The company, which has not been named by authorities, is based in Bolton and reportedly sells negative PCR test results claiming to be from a legitimate clinic.

According to Bolton’s advice, “a significant number of fraudulent documents” were found during a raid on the company.

The documents will now be examined by police to determine if the company has broken the law.

Many countries, including the United Arab Emirates and Thailand, still require a negative PCR test result from travelers in order to allow entry – and PCR tests can cost anywhere from £ 45 to £ 120 per person per person. test.

The tests must be paid for by the traveler and taken with a legitimate testing provider, with a certificate issued as proof of a negative test result – the public cannot use the free NHS tests to travel.

Currently, your airline is responsible for verifying that you have a legitimate test result.

Deputy Head of Bolton Council Councilor Hilary Fairclough said: “Not only did this raid reveal a serious case of fraud, but the swift actions of our Trading Standards team potentially prevented hundreds of additional trips facilitated by bogus. documents.

“It’s hard to overstate the damage that has been done here: A legitimate business has faced a reputational risk and travelers may have unintentionally spread a deadly virus.

“At a time when the community has mobilized to fight COVID-19 and keep everyone safe, it is shocking that a small minority have exploited the system for personal gain.

“Once again, a successful transaction has been completed following a report, highlighting that our Trading Standards team works best with the support of residents and legitimate businesses.”
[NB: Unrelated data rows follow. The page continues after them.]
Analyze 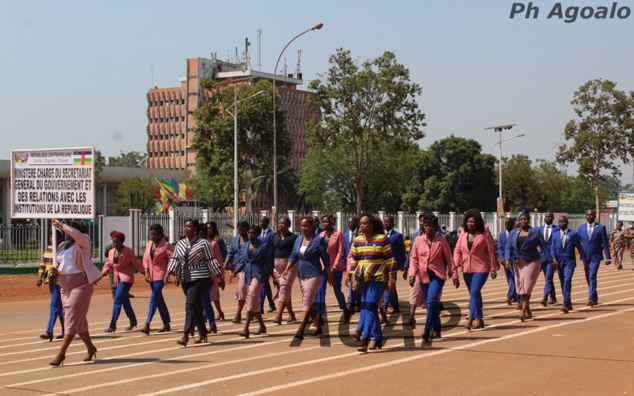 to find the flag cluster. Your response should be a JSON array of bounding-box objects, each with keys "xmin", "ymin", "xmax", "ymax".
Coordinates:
[{"xmin": 152, "ymin": 177, "xmax": 194, "ymax": 213}]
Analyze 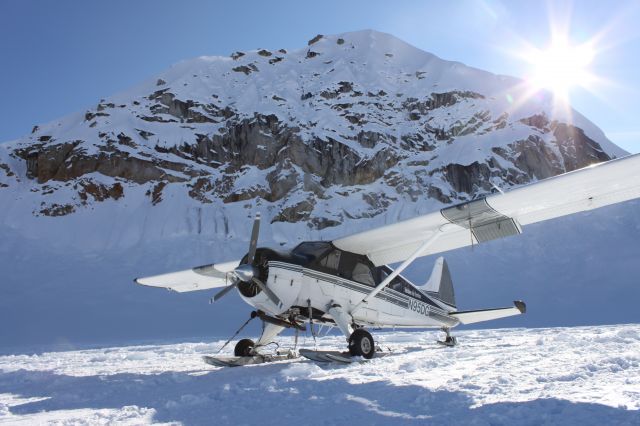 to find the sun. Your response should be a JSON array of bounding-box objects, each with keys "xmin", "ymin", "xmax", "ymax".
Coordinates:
[{"xmin": 526, "ymin": 39, "xmax": 595, "ymax": 100}]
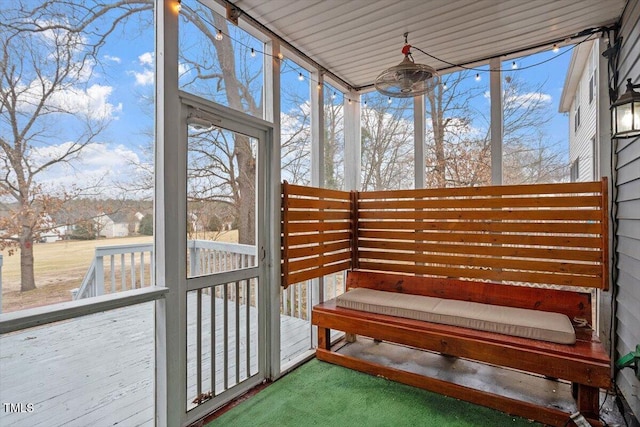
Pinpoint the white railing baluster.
[130,252,136,289]
[222,284,229,390]
[109,255,116,294]
[210,287,216,396]
[140,252,144,288]
[0,254,2,313]
[196,289,202,397]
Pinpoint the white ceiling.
[232,0,627,89]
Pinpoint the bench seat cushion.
[336,288,576,344]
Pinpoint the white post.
[91,248,104,297]
[344,91,362,191]
[153,0,182,427]
[413,95,426,188]
[489,58,503,185]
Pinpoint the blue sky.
[23,5,571,196]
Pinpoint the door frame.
[175,91,280,425]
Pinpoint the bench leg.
[318,326,331,350]
[576,384,600,420]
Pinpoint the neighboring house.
[559,39,609,182]
[560,7,640,414]
[95,212,144,238]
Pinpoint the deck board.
[0,296,310,427]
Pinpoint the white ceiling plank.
[232,0,626,88]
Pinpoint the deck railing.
[71,240,256,300]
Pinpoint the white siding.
[603,1,640,415]
[569,40,607,181]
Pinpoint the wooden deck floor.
[0,303,310,427]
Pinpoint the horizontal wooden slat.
[289,210,351,222]
[289,240,351,258]
[358,230,600,250]
[289,247,351,271]
[288,260,351,285]
[359,261,602,288]
[358,209,602,222]
[287,197,351,210]
[359,181,602,200]
[359,250,601,277]
[288,230,351,247]
[358,219,602,235]
[358,239,602,263]
[287,184,351,200]
[287,220,351,234]
[358,196,600,211]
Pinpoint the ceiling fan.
[374,33,440,98]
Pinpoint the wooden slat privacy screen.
[281,181,355,288]
[282,180,608,289]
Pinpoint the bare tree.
[426,71,566,187]
[180,6,262,244]
[0,1,153,291]
[361,96,414,190]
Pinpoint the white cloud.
[505,92,551,107]
[17,80,122,120]
[103,55,122,64]
[51,84,122,120]
[138,52,155,65]
[128,52,155,86]
[133,70,155,86]
[31,142,140,197]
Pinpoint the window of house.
[591,135,600,181]
[0,1,155,313]
[571,157,580,182]
[424,66,491,188]
[589,47,598,104]
[280,58,310,185]
[501,51,570,184]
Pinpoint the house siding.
[560,39,609,182]
[569,39,600,181]
[613,1,640,415]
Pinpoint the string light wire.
[178,2,598,102]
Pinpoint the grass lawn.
[1,230,238,313]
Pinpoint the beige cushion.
[337,288,576,344]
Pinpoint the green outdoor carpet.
[208,359,540,427]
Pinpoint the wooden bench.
[283,180,611,426]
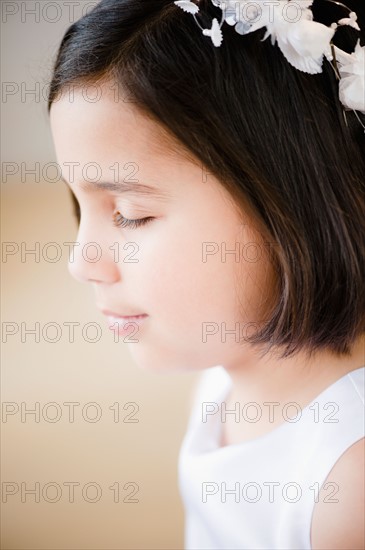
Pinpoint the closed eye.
[113,212,154,229]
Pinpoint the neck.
[223,334,365,406]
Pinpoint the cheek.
[130,221,270,339]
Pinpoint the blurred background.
[1,0,199,550]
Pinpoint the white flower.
[174,0,199,14]
[335,39,365,114]
[222,0,335,74]
[203,18,223,47]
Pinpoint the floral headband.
[174,0,365,133]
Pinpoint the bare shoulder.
[311,438,365,550]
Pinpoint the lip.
[101,309,148,336]
[100,309,147,319]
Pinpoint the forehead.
[50,77,201,176]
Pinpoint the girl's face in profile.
[50,80,274,370]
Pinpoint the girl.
[49,0,365,550]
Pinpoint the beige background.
[1,0,199,550]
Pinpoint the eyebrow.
[61,176,171,200]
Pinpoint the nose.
[68,220,120,283]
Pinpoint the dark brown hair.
[48,0,365,357]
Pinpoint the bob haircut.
[48,0,365,358]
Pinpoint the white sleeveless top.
[178,365,365,550]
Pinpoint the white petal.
[339,75,365,114]
[287,20,335,59]
[174,0,199,14]
[211,18,223,47]
[337,17,360,31]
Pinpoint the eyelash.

Those who sell fake certificates in the UK face a prison sentence. But buying or even attempting to buy a fake certificate is also a crime – using a fake certificate to travel is fraud of misrepresentation.

In April, it was reported that around 100 fake certificates were seized per day, with the Union of Immigration Services (ISU) saying it was “very easy” to forge documents.

When asked how border officials could verify evidence of a negative test, ISU officer Lucy Moreton told MPs from the All-Party Parliamentary Group for the Coronavirus: ‘We are not, is the simple answer; it’s mostly taken on trust.

Ms Moreton said the easiest way to catch false documents was “if there was a spelling mistake somewhere”, but the foreign language of the certificates made that difficult.

She added that the documents are checked against a series of code numbers, but “unfortunately these things are very easy to crack electronically.”